# Looking for Saitek X52 mod, non-linear to linear output



## Virre (Jul 27, 2012)

I recently bought myself the non-pro version of Saitek's X52 joystick. To my surprise, this particular stick apparently behaves in a non-linear fashion. That is, around the centre it has a very low sensitivity and the further out you go, the higher the sensitivity becomes. This is no bug or faulty product, but I disapprove and would like to make it perfectly linear.

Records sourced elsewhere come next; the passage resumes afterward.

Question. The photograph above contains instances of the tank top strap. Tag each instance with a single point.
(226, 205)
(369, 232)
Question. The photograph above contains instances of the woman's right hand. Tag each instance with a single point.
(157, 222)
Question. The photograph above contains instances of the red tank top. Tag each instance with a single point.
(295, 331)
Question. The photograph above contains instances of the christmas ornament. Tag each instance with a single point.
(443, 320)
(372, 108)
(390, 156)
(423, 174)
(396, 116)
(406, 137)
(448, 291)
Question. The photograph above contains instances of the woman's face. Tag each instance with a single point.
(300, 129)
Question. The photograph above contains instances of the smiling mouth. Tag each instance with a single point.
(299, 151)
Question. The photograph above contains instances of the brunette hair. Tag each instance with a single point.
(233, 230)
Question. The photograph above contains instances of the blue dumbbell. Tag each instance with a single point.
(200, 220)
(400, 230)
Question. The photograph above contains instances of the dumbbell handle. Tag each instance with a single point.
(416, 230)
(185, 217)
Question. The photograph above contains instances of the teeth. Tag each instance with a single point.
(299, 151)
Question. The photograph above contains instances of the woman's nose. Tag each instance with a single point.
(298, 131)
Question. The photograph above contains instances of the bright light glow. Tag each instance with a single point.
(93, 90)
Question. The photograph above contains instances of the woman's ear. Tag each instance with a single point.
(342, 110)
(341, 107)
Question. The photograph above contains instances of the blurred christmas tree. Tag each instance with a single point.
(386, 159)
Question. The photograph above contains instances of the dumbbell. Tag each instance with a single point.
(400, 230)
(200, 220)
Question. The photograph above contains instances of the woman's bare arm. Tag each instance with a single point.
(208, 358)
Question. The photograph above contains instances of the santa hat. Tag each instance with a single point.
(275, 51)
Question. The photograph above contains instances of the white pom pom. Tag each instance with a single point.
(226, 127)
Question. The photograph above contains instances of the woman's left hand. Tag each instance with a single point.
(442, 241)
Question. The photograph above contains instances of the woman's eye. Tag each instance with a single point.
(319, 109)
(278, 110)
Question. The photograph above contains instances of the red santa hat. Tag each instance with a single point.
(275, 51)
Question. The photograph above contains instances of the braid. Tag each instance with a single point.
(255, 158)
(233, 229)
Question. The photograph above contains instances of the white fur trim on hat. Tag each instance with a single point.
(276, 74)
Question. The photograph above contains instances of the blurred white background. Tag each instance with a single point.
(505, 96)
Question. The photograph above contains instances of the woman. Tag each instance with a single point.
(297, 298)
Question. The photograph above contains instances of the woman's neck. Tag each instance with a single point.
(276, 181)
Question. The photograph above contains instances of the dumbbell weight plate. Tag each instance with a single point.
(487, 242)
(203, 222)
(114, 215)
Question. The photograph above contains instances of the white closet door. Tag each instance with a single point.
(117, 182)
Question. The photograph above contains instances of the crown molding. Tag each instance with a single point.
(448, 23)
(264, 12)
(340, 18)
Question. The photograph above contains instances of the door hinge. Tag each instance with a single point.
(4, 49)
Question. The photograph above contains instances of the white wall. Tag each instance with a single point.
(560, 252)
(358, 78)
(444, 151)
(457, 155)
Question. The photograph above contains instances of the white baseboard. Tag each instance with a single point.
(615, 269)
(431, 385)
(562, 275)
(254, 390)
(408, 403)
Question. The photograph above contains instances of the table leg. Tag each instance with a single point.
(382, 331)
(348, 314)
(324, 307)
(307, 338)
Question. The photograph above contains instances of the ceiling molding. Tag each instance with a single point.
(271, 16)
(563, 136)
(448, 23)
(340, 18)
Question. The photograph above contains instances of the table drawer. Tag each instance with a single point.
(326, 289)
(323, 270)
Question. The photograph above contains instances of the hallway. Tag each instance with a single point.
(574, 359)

I have looked for this in the official Saitek forums but could not find anything. I would post my own thread there but registration is turned off. I know it is possible to do this, but I do not know how. The profile editor does not seem to be able to achieve this kind of thing either.

Help is much appreciated.


----------



## JimE (Apr 16, 2009)

That is usually an option within the game itself. The joystick, unless I'm missing something, is linear. The game can over-ride and/or alter how the stick functions.


----------



## Virre (Jul 27, 2012)

The game I play the most does seem to have the option to switch between the two. However, this can only be done by modifying a settings file and it does not actually work. 

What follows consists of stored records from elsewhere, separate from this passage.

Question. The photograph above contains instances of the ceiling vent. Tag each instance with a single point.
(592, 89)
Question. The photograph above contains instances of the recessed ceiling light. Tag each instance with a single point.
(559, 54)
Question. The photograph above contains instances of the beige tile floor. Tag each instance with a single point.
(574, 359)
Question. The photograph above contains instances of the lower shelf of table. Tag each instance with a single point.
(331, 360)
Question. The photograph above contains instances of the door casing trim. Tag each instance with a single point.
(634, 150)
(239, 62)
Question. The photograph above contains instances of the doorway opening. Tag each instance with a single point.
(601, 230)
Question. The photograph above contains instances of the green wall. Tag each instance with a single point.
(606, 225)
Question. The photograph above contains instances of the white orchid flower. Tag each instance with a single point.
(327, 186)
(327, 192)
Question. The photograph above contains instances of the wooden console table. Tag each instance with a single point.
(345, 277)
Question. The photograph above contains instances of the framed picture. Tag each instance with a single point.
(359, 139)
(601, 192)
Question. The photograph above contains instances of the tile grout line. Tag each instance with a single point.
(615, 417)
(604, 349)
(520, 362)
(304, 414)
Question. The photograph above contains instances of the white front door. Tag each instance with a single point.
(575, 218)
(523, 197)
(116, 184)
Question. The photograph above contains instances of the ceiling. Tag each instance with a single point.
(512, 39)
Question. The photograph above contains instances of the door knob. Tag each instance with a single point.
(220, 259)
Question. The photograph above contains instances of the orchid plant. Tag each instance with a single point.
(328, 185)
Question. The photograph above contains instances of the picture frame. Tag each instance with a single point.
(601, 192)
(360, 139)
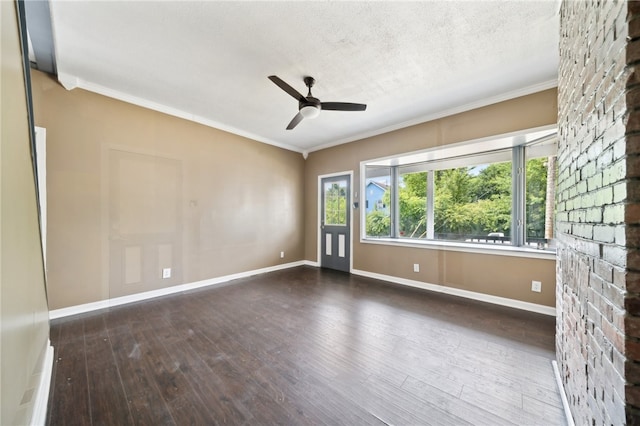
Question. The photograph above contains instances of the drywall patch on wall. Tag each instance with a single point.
(596, 203)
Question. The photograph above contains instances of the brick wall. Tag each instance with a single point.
(598, 210)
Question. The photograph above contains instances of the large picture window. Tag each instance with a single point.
(496, 196)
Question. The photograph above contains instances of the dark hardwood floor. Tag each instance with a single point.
(305, 346)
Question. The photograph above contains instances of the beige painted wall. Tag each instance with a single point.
(24, 326)
(132, 191)
(502, 276)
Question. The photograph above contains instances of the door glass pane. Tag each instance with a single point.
(335, 203)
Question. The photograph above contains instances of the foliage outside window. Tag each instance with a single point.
(467, 199)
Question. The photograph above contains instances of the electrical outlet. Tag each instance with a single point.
(536, 286)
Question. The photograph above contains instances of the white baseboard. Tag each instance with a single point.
(503, 301)
(563, 395)
(39, 416)
(116, 301)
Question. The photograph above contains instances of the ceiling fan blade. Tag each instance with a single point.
(297, 119)
(284, 86)
(342, 106)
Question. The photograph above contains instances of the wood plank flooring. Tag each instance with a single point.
(305, 346)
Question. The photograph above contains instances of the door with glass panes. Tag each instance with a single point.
(335, 222)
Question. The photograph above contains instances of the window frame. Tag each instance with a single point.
(448, 156)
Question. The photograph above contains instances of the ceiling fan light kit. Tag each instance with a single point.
(308, 106)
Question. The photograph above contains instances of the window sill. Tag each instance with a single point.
(496, 250)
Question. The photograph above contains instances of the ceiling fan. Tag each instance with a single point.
(308, 106)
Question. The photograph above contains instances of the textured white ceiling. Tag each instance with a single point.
(209, 61)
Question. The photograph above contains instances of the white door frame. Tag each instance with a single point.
(319, 217)
(41, 166)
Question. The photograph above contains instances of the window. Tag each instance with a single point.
(459, 194)
(541, 172)
(335, 203)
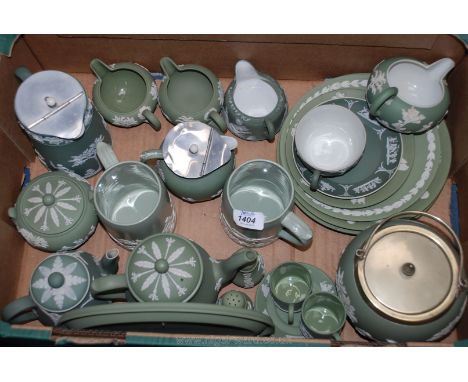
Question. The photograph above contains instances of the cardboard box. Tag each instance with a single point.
(299, 62)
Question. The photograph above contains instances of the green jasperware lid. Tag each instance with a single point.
(59, 283)
(52, 203)
(165, 268)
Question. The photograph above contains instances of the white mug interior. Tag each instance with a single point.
(330, 138)
(255, 97)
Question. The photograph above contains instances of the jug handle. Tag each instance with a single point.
(152, 120)
(295, 231)
(218, 120)
(106, 155)
(22, 73)
(381, 99)
(145, 156)
(99, 68)
(20, 311)
(270, 130)
(168, 66)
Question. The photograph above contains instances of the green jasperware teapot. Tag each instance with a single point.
(125, 94)
(60, 283)
(407, 95)
(402, 280)
(191, 93)
(55, 212)
(170, 268)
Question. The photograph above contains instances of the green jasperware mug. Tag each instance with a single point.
(322, 316)
(256, 206)
(131, 200)
(125, 94)
(407, 95)
(61, 122)
(255, 104)
(59, 284)
(55, 211)
(191, 93)
(290, 284)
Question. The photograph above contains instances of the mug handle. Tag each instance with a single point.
(152, 120)
(295, 231)
(381, 99)
(145, 156)
(106, 155)
(22, 73)
(270, 130)
(19, 311)
(111, 287)
(218, 120)
(314, 180)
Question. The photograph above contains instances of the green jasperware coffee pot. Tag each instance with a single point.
(60, 283)
(125, 94)
(407, 95)
(402, 280)
(55, 212)
(194, 161)
(170, 268)
(64, 128)
(191, 93)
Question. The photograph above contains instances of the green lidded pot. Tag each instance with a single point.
(170, 268)
(125, 94)
(59, 284)
(407, 95)
(61, 122)
(55, 212)
(402, 280)
(194, 161)
(191, 93)
(255, 104)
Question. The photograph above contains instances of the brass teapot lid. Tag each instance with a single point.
(194, 149)
(52, 103)
(409, 272)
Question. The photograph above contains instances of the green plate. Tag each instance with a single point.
(285, 150)
(265, 305)
(379, 161)
(421, 204)
(170, 317)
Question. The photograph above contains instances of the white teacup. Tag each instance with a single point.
(330, 139)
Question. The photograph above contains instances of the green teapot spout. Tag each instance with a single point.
(109, 263)
(99, 68)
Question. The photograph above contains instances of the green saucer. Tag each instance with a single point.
(264, 302)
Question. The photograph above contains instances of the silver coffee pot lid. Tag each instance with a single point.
(51, 103)
(194, 149)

The stick itself is not at all linear. I do not know where you got the idea that it is, perhaps you do not realise that this is quite common. If you have one yourself and you still believe that it is linear then do have a closer look. Try making as perfectly round circular movements with the stick in your hand as possible. Then watch what happens to the reticle in the calibration options. The resulting movements do not resemble a circle. It is a square. It is non-linear. You might argue that it is a matter of getting used to. I say it is a matter of preference and I find the non-linearity appalling.

Since I made this post, I actually found a guide for a physical mod to fix this particular problem. However, that thread is so old the images have been removed, making the guide useless.

If only the game could actually override the output, that would be great, but no such luck. Besides, the output of the stick would have to be converted from being non-linear to non-non-linear (linear), which from a mathematical stand-point really does not make any sense. Going from linear to non-linear would make a lot more sense.

Thanks for the tip though.


----------



## Virre (Jul 27, 2012)

I think I might have found the solution, finally. Moving the magnets in the stick closer to the centre, or replacing them with stronger ones makes it linear. I had seen this before but I thought it would only fix the dead zone issue (this stick has a lot of issues). Apparently, it also eliminates the non-linear effect.

In case anyone reads this and is interested, here is a well-written guide to improve your stock (broken) X52: Saitek X-52 Tuneup and fixes (56k WARNING!!)


----------



## Flight Sim Guy (Dec 19, 2011)

What game/sim are you using this with?


----------



## Virre (Jul 27, 2012)

Microsoft Flight Simulator X, but that is really irrelevant since the problem lies in the stick's design itself.


----------



## Flight Sim Guy (Dec 19, 2011)

Okay, if you think you got it, then mark this thread as "solved".


----------



## JimE (Apr 16, 2009)

Just for clarification. 

Linear, in regards to controllers, is the function of consistently measuring an input along a single plain (ie: line). 

If you tick the option to see the raw values, you will see that the value increments evenly from 0 to x. Non-linear controllers don't increment evenly. One end or both ends of the plane will increase at a higher rate.

What you are seeing and referencing, is how the controller provides data from two planes to Windows (ie: X and Y).

So yes, there may be controller issue, but it's not because the controller isn't linear. And based on the mods to correct the issue, I'd say there is a known issue with how the stick outputs data from two plains. Again, a stick flaw, and not because the stick isn't linear.

EDIT: I've not had any controller issues in Win7 and I'm not at home to test at the moment. But ensure you have the controller configured properly (ie: controller type). Probably won't matter, but worth a try before you start hacking your controller. Personally, I'd get a stick that works properly.


----------